Swissair parent SAir Group was named as the preferred bidder to take a 37.6 percent stake in the carrier, beating off rival offers from Lufthansa and American Airlines.
The deal is expected to close by the end of the year after a stalled privatization process which has dragged on since the early 1990s.
The choice of Swissair surprised many analysts who had expected the Polish government to side with a bid from a carrier tied to one of the major global alliance groupings.
Lufthansa boosted the position of its Star alliance Wednesday with plans to take a 20 percent stake in British Midland, the U.K.'s third-largest carrier..
BA and AMR Corp.'s (AMR) American Airlines, which lead the rival oneworld alliance, already have commercial ties with Lot.
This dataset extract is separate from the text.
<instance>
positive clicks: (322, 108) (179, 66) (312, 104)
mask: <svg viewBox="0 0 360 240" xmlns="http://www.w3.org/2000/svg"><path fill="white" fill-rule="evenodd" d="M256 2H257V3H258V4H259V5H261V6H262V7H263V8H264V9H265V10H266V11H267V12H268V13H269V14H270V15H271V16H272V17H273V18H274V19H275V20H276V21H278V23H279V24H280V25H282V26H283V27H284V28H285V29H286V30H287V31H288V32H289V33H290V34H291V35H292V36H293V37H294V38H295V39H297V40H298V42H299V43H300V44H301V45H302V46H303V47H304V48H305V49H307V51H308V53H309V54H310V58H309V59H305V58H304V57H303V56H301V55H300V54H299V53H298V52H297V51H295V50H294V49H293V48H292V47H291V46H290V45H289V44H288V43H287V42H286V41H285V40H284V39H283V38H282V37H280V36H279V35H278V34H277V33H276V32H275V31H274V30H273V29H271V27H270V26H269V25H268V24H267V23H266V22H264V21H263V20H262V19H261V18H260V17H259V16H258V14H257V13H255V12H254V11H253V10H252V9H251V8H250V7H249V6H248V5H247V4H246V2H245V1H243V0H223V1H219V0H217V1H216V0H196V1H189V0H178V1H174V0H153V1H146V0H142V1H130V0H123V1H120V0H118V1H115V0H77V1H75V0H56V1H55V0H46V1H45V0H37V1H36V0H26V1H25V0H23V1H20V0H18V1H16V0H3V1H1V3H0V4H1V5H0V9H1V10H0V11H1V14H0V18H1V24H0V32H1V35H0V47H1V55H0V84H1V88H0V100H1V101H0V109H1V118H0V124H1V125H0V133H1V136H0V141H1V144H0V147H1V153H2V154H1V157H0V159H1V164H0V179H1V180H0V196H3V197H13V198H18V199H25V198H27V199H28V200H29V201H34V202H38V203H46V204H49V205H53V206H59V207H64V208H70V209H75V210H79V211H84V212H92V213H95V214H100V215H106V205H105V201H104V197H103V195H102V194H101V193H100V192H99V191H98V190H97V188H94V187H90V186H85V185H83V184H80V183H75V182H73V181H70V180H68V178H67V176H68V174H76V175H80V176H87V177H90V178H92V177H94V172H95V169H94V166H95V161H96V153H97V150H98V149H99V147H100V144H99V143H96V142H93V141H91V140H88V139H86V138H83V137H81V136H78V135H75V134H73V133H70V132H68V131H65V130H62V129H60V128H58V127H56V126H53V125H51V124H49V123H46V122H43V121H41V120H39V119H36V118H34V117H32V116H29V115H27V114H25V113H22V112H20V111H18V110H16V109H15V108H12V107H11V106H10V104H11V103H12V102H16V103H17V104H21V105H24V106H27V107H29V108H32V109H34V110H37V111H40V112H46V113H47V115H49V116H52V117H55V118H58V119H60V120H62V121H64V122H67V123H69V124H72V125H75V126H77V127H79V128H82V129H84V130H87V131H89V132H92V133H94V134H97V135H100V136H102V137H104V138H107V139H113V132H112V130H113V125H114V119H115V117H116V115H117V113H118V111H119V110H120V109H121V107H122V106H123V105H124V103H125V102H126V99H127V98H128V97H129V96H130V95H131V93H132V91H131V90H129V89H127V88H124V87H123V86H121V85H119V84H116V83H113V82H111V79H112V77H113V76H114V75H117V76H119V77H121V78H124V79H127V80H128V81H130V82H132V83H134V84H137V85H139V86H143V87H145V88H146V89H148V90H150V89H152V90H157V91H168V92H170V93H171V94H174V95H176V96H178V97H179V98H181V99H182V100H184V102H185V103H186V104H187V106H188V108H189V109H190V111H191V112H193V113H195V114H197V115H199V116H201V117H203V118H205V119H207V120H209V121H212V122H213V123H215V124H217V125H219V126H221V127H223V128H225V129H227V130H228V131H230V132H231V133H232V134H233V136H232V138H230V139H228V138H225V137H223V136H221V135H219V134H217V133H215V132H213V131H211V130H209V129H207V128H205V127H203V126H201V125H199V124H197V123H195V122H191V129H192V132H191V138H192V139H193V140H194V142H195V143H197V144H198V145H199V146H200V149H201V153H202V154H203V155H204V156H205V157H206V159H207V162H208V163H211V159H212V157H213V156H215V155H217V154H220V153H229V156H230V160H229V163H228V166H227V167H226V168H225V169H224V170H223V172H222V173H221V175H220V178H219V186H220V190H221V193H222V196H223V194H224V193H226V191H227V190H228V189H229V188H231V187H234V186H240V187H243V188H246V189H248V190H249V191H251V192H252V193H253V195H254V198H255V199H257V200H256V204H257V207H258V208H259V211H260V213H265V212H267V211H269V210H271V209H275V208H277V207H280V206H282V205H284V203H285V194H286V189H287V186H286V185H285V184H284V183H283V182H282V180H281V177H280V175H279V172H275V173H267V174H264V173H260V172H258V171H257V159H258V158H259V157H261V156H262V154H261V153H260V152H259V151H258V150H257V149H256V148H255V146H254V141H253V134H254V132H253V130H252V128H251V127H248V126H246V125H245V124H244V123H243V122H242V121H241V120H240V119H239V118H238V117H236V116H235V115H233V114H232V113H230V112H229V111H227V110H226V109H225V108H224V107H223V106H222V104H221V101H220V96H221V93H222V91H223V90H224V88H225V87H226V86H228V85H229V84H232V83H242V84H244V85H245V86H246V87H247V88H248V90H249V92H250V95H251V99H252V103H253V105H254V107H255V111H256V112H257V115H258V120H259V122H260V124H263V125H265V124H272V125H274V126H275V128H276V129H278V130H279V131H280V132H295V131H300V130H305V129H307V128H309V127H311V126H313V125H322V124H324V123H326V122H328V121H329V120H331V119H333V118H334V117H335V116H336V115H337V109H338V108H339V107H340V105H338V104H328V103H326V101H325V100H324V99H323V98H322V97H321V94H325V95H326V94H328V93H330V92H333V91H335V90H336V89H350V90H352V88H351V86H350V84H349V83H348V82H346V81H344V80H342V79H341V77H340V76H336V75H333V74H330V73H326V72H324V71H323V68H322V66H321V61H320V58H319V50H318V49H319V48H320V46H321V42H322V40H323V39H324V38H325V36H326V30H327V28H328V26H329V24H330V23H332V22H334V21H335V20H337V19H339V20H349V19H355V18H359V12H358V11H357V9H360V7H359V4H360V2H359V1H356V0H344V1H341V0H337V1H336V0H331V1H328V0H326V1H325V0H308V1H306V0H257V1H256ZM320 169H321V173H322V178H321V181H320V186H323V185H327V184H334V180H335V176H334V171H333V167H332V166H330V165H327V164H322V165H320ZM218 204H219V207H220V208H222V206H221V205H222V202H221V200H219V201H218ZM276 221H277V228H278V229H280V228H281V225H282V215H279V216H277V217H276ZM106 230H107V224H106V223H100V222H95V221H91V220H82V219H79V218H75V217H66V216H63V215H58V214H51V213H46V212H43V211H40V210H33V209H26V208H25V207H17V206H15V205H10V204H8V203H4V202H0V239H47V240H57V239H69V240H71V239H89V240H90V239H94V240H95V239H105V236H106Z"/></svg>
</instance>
SAir Group released no financial details of its offer for Lot, which carried 2.5 million passengers last year and generated revenue of $613 million. Analysts valued the whole airline at between $250 million and $300 million.
However, analysts suggested that the Swiss offer gave Lot more independence within Swissair's own Qualiflyer airline alliance and was backed by a range of technical support packages.
Swissair's strategy remains in a state of flux following the collapse of its own Global Excellence deal with Delta Air Lines (DAL) -- which has now joined Air France -- and Singapore Airlines, a defector to the Star camp.
Qualiflyer encompasses 10 smaller airlines -- including Belgium's Sabena and TAP Air Portugal in which SAir already has stakes. After announcing a limited commercial alliance with American Airlines last month, some analysts believe that Swissair will eventually join the oneworld camp.
SAir Group shares were fractionally ahead in Zurich trading.